A la mi-avril, le front du Heeres-Gruppe Afrika, qui regroupe 175 000 soldats germano-italiens, couvre un arc de cercle de 130 kilomètres de long, d’Enfidaville à la côte au nord-ouest de Bizerte. Cette ligne est toutefois relativement facile à défendre et Alexander doit préparer une attaque en règle interalliée, l’opération Vulcan. Eisenhower dispose de 500 000 hommes, dont 300 000 combattants, et 1 400 chars, parfaitement ravitaillés. La supériorité numérique alliée est donc écrasante. Anderson entend au préalable s’assurer d’une excellente base de départ et donc de s’emparer de plusieurs hauteurs d’importance, de Massicault à El Bathan, et en particulier de Longstop Hill et des éminences qui l’entourent dont le contrôle prive les Britanniques de l’usage de la meilleure route de ravitaillement jusqu’à Medjez-el-Bab. Le V Corps d’Allfrey établit donc avec soin des plans pour une opération qui reçoit pour nom de code Sweep. La tâche, confiée à une 78th ID renforcée, s’annonce ardue et le plan de feu, impliquant 130 pièces de 25 pounder, 35 de 5,5 inch et 12 de 7,2 inch, est soigneusement étudié. Les opérations préliminaires sont lancées le 28 mars par la 46th ID et la 1st Parachute Brigade dans l’intention d’attirer l’attention des Allemands plus au nord. L’attaque s’avère être un franc succès puisqu’elle attire les réserves d’Arnim, tout en permettant la reprise du terrain concédé au cours d’Ochsenkopf, ainsi que la conquête attendue du Djebel Abiod.
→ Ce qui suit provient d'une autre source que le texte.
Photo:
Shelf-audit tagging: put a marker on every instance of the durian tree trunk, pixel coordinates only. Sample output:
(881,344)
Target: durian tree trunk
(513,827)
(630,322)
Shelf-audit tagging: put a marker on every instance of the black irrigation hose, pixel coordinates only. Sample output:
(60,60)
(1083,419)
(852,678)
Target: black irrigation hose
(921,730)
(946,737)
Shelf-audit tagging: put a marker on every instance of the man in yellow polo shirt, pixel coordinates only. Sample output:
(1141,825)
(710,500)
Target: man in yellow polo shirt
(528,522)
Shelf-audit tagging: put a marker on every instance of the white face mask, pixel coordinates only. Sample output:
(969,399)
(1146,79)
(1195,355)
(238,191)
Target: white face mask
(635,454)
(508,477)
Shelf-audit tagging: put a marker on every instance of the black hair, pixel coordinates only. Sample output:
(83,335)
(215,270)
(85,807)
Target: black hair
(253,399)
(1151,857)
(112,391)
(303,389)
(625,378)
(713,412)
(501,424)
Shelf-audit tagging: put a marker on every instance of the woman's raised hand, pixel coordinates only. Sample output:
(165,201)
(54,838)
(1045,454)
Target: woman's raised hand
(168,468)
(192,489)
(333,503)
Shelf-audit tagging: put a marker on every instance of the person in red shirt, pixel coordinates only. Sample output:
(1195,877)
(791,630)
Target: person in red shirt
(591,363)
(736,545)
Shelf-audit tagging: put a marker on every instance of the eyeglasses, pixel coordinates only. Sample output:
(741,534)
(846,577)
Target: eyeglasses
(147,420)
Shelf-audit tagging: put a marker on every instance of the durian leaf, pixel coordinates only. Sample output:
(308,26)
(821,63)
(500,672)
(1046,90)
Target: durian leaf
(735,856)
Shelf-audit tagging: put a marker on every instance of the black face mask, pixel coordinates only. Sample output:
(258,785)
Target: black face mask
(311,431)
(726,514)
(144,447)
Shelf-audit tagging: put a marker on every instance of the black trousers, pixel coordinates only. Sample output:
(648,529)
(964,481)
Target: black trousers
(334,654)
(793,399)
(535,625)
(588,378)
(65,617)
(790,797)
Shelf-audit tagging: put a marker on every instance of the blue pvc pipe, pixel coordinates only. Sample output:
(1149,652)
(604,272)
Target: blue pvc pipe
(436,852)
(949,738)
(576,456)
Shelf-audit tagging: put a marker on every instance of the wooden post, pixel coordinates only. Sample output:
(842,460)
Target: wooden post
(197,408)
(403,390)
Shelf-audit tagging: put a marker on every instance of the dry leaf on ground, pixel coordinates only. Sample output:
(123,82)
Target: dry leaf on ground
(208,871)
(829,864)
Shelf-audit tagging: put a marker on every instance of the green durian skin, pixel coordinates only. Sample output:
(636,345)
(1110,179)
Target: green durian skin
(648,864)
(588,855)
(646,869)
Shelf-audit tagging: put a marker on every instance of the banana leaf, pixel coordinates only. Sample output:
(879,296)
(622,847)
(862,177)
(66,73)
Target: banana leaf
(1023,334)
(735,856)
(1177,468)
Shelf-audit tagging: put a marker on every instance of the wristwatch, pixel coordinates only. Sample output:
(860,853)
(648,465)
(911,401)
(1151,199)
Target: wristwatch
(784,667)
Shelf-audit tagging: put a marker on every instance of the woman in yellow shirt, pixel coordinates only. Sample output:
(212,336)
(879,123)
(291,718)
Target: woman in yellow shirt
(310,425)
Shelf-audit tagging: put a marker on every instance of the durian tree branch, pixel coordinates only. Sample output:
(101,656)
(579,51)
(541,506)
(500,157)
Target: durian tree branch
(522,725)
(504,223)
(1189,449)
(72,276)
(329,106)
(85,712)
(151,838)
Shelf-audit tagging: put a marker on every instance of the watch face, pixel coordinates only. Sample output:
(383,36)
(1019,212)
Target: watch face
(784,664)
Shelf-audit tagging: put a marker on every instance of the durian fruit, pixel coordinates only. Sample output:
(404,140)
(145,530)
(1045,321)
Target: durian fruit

Sweep est lancée dans la nuit du 6 au 7 avril par une 78th ID endurcie et aguerrie par cinq mois passés en première ligne. Parmi les soutiens de poids dont bénéficie la division, la 25th Independant Tank Brigade et ses Churchill Mk III. Puissamment blindés, capables de se frayer un chemin par lequel nul autre char n’est capable de progresser, ce tank tient un rôle primordial dans la bataille, de même que les mules rassemblées pour assurer la logistique et la puissance de feu des formations de la Royal Artillery rassemblées en soutien. Si les Allemands manquent d’artillerie, leurs mortiers constituent un palliatif redoutable d’efficacité. Ils sont par ailleurs solidement retranchés dans la roche, protégés par des mines et des barbelés, ainsi que par des nids de MG disposés à profusion. Les affrontements sur des kilomètres sur ces hauteurs désolées vont s’éterniser pendant plus de quinze jours, la poussée étant confrontée à de violentes contre-attaques allemandes. Le Djebel el Ang et le Djebel Bettiour sont particulièrement disputés, tandis que le Djebel Tanngoucha, atteint une première fois le 16 avril, et dont le contrôle assurerait la prise du village fortifié de Heidous, n’est conquis par le Royal Irish Fusiliers que le 25 du mois. Solidement retranchés, les Allemands ne cèdent qu’à l’issu d’engagements particulièrement âpres, jetant leurs maigres ressources dans la mêlée, tel un bataillon de la 999. Leichte-Afrika-Division à peine débarqué en Tunisie. In fine, l’apparition inattendue des Churchill permet aux Britanniques d’emporter la décision à chaque combat. Les Allemands ne faiblissent pourtant pas. Le 29 avril, opérant avec le 5./734 au nord de la vallée de la Medjerda, deux Panzer IV de la 3. Kp./ Pz.Rgt HG, repoussent un unité d’infanterie britannique au-delà d’une crête qu’elle avait conquise. Exploit renouvelé face à 18 tanks le lendemain.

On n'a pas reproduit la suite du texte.